Learning from Pennsylvania Hotel
Now that the 22-floor, four-part building is demolished, let’s learn from it to find a better solution than another dumb glass office tower or worse, tennis courts.
Look at the classic proto-modern 3-part design — a grand, limestone base containing Italian-style ballrooms and grand public entrance marked by a colonnade. You don’t often see grand, unprogrammed public spaces in modern apartment buildings, much less office towers (you will get a small, dank lobby with a doorman). The base of Penn Hotel had been converted into shoddy 70s era entrance with television studios, cutting down the monumentality into pieces. Only a few dated conference rooms remained. A design rethink could have returned this space to real public or resident use. With vision.
Next, the brick tower spaces, divided by McKim, Mead and White into four parts and wrapping around courtyards. Many prewar New York buildings used courtyards to maximize light and air, though it probably isn’t ideal to have a bedroom view looking across to a brick wall. But light and air is better than nothing. There is enough court space to give breathing room. The weakness is in the dark double-loaded apartment corridors, which I recall in a similar era building, the Herald Square Towers on 34th street. These are depressing and need to be opened up to light and air. This could be remedied on redesign by converting a few apartments into hallway public spaces.
On top is the crown, the penthouse spaces. These would likely be the easiest to convert and modernize. There are myriad uses, commercial or private, that could be had from four large spaces like this.
Design culture and authority
New York is lucky to have so much embedded design infrastructure, built during the golden age of early industrialization until about the 1970s. Since then, design vision has disappeared into smaller scale redevelopment projects such as the High Line and oversized office towers like at 270 Park and Hudson Yards. The latter has been an unfortunate model for haphazard bureaucratic design. As it was supposed to fill in much of the high-end residential and office space needs, many of its buildings are still empty and the area mostly dead and devoid of life. Penn Hotel, on the other hand, is filled with energy and life feeding from the railroad station, subways, Madison Square Garden and midtown energy.
Hotel Pennsylvania and Vornado could have easily completed a traditional or contemporary redesign, looking at successes like the Pittsburgh Hotel Penn that now looks similar to New York Hotel Penn in its glory days. Or they could have hired a forward-thinking architect like TenBerke that transformed an abandoned but grand HH Richardson Buffalo asylum into a luxury retreat.

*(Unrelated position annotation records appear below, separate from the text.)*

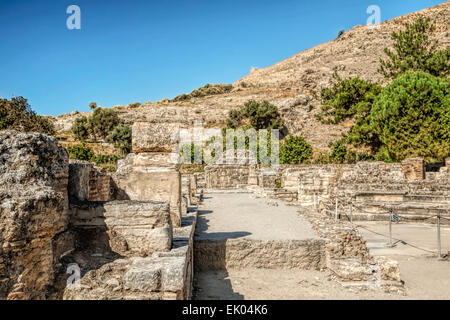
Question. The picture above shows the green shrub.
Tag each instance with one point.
(346, 99)
(260, 115)
(206, 90)
(17, 114)
(414, 51)
(295, 150)
(121, 137)
(134, 105)
(102, 122)
(411, 117)
(80, 152)
(192, 152)
(80, 128)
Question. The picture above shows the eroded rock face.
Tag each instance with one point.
(33, 210)
(133, 228)
(155, 137)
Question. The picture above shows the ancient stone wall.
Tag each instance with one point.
(88, 182)
(134, 228)
(56, 219)
(374, 189)
(150, 176)
(33, 212)
(227, 176)
(244, 253)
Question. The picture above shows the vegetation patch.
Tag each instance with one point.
(206, 90)
(17, 114)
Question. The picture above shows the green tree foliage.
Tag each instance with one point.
(121, 137)
(17, 114)
(411, 117)
(80, 152)
(260, 115)
(346, 99)
(415, 51)
(206, 90)
(192, 152)
(83, 152)
(295, 150)
(80, 128)
(102, 122)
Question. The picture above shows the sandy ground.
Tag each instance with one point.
(239, 215)
(221, 217)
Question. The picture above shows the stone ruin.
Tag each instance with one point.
(124, 235)
(129, 235)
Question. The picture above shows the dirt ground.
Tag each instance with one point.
(425, 277)
(266, 284)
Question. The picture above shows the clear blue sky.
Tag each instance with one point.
(146, 50)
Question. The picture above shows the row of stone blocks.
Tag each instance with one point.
(147, 225)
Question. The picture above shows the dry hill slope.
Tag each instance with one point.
(293, 84)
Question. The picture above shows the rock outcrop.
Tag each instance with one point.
(33, 211)
(294, 84)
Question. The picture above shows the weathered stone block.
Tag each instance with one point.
(88, 182)
(33, 210)
(79, 175)
(155, 137)
(149, 182)
(135, 228)
(413, 169)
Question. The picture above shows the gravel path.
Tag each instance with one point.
(241, 215)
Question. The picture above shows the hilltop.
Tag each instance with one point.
(293, 85)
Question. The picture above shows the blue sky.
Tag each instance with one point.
(146, 50)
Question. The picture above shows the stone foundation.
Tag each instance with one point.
(150, 176)
(246, 253)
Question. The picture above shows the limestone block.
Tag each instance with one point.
(79, 173)
(155, 137)
(33, 210)
(135, 228)
(150, 176)
(413, 169)
(88, 182)
(390, 270)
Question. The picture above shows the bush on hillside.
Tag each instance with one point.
(121, 138)
(80, 128)
(260, 115)
(17, 114)
(102, 122)
(295, 150)
(347, 98)
(411, 117)
(206, 90)
(414, 51)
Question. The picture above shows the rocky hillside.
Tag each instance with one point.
(293, 84)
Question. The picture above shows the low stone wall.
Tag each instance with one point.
(33, 213)
(348, 257)
(134, 228)
(374, 189)
(150, 176)
(88, 182)
(246, 253)
(163, 276)
(227, 176)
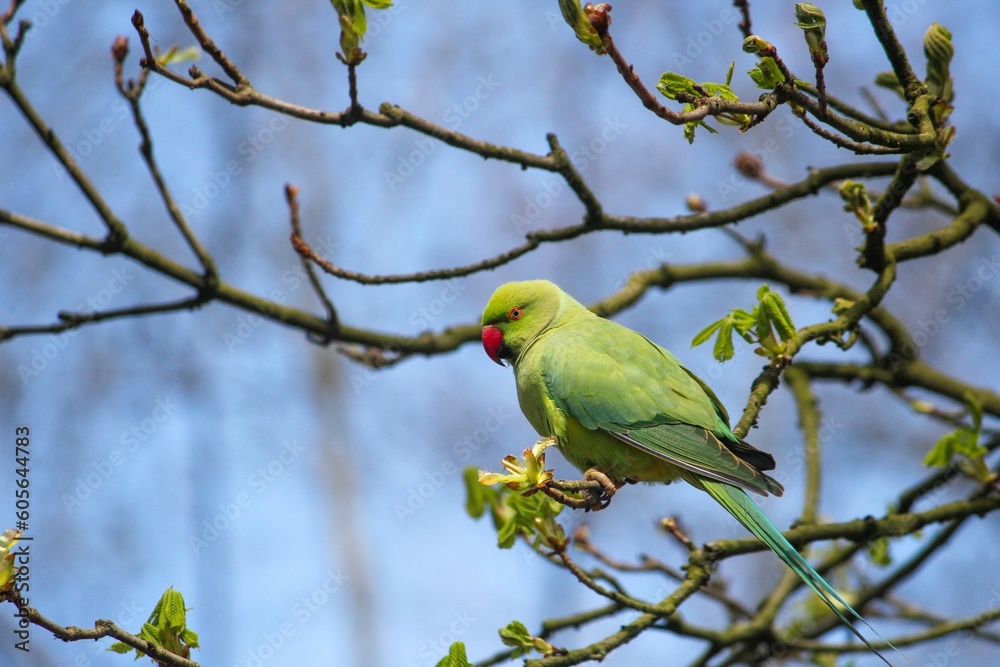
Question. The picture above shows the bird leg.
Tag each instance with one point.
(609, 486)
(596, 489)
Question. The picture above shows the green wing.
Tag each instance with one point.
(611, 378)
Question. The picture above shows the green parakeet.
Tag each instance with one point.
(624, 409)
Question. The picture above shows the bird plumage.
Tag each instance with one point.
(618, 402)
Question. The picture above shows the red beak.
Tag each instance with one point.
(493, 343)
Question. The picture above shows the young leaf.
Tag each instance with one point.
(774, 306)
(724, 350)
(766, 74)
(939, 51)
(580, 22)
(705, 333)
(878, 551)
(175, 54)
(456, 657)
(810, 18)
(120, 647)
(475, 493)
(672, 83)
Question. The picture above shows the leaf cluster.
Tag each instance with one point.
(529, 515)
(769, 325)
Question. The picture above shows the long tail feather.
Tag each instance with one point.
(739, 504)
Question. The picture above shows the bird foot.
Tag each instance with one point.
(609, 486)
(596, 490)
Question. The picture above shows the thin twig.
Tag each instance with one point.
(101, 629)
(292, 197)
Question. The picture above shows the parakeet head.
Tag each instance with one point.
(516, 314)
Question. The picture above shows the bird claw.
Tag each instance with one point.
(596, 490)
(602, 498)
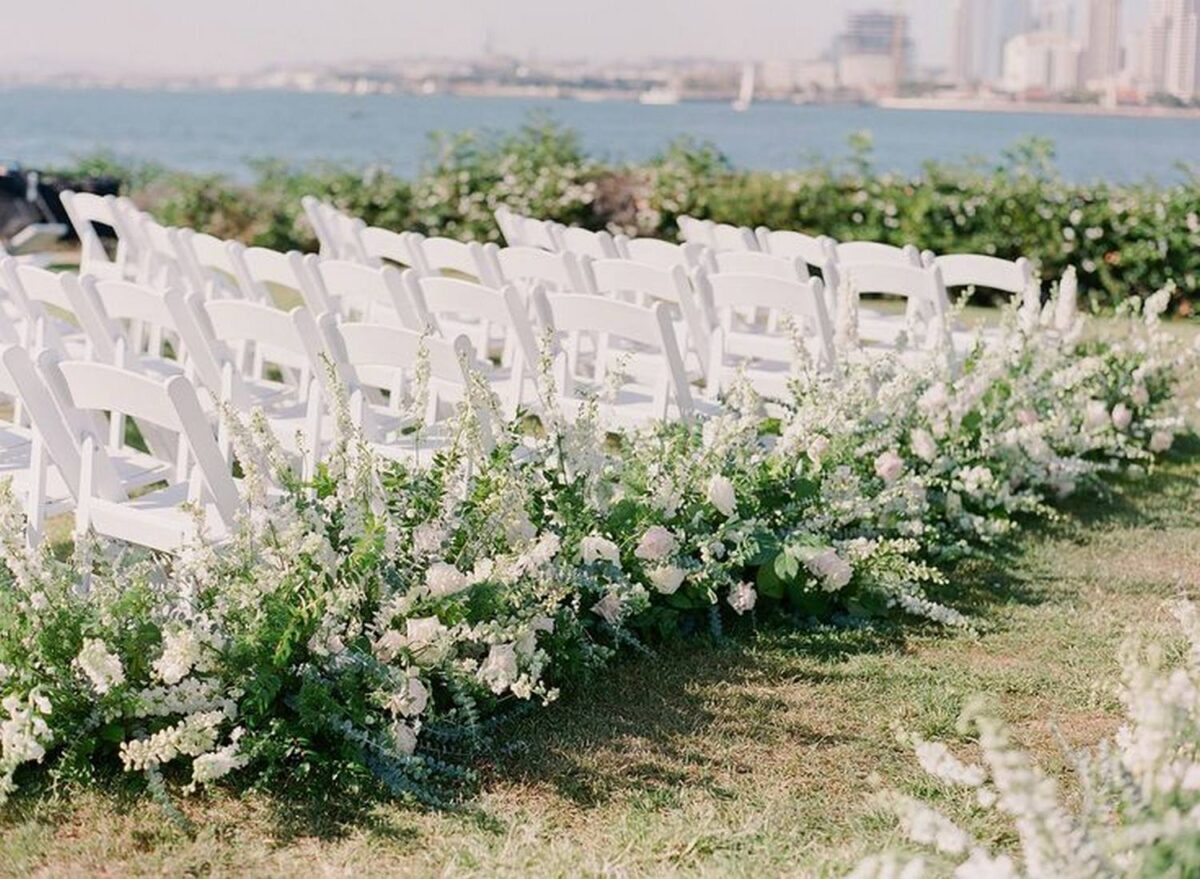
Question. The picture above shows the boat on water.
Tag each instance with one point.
(745, 93)
(659, 96)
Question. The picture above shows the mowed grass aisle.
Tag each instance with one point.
(754, 757)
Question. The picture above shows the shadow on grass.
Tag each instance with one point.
(651, 725)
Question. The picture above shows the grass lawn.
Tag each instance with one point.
(754, 757)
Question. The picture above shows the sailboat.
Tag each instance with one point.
(745, 94)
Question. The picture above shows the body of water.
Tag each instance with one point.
(221, 131)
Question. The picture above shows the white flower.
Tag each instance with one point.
(667, 579)
(499, 670)
(593, 548)
(934, 400)
(816, 449)
(403, 737)
(657, 543)
(100, 667)
(424, 632)
(833, 569)
(411, 699)
(1096, 414)
(443, 579)
(720, 494)
(888, 466)
(923, 444)
(180, 652)
(609, 608)
(742, 598)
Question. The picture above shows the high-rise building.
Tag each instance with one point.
(1102, 59)
(1170, 49)
(1042, 63)
(982, 28)
(874, 54)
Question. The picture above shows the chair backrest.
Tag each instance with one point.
(171, 406)
(357, 291)
(121, 318)
(664, 255)
(432, 297)
(717, 235)
(610, 318)
(316, 217)
(615, 277)
(387, 358)
(802, 300)
(337, 232)
(441, 255)
(31, 289)
(393, 246)
(526, 265)
(574, 239)
(87, 211)
(853, 252)
(210, 262)
(269, 276)
(748, 262)
(981, 270)
(223, 329)
(814, 250)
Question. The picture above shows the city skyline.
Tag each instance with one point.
(136, 37)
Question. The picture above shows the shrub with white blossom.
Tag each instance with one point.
(367, 631)
(1139, 813)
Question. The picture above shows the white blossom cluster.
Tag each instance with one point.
(1141, 789)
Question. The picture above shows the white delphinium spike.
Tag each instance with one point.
(1067, 302)
(846, 324)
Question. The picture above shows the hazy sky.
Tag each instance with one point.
(204, 36)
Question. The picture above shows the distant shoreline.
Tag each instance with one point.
(1043, 107)
(619, 96)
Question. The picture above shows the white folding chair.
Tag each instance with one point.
(768, 360)
(814, 250)
(88, 211)
(400, 413)
(210, 263)
(433, 298)
(717, 235)
(622, 404)
(873, 252)
(201, 497)
(43, 308)
(395, 247)
(437, 256)
(337, 232)
(649, 285)
(526, 265)
(358, 292)
(660, 253)
(925, 320)
(271, 277)
(580, 241)
(223, 332)
(24, 460)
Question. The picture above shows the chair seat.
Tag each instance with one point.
(156, 519)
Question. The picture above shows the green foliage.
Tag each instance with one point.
(1123, 239)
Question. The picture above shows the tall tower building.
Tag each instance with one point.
(1170, 49)
(981, 30)
(1102, 59)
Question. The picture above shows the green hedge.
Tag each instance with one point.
(1125, 239)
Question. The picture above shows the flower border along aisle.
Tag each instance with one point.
(369, 628)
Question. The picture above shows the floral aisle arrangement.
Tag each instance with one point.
(1140, 809)
(370, 629)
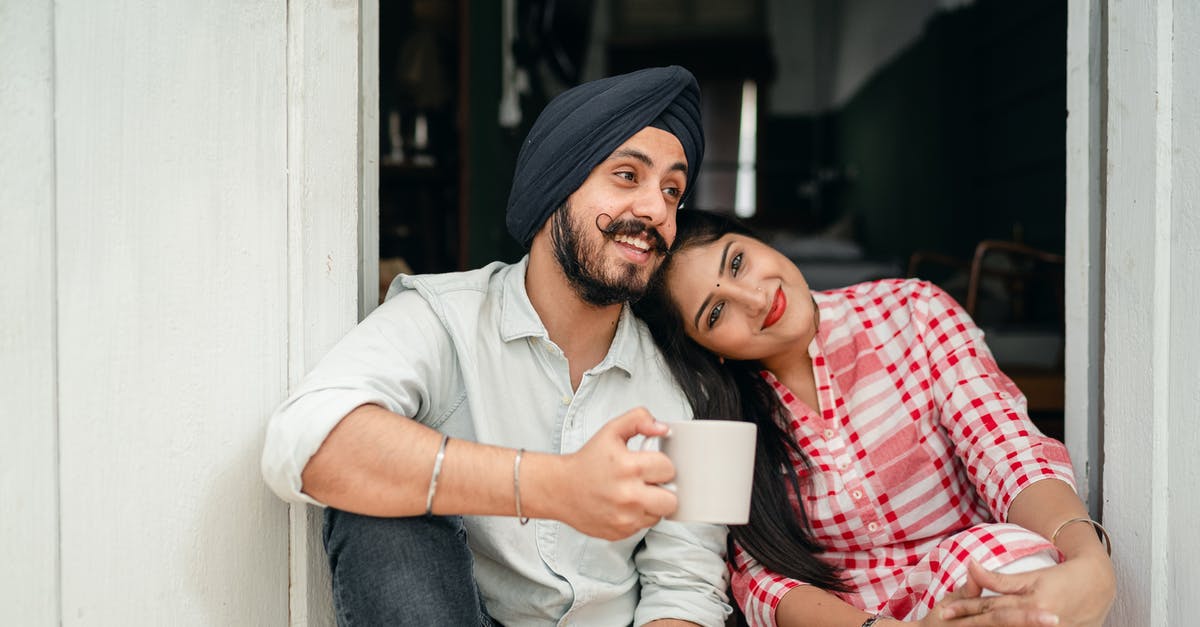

Either way, the lack of alternatives and the conveniently defeatist attitude of New York bureaucrats and their media pawns is a betrayal of both design culture, New York City and the social issues these critics pretend to care about — affordable housing, accessibility, social justice. Hotel Pennsylvania did not die on its own, it was murdered in order to make way for tennis courts. Perhaps it’s time for a New York Design Authority with real power to push back against fake Landmarks Preservation and New York Times critics. Then we can find better solutions for Penn Hotel, Sunnyside Yards and more.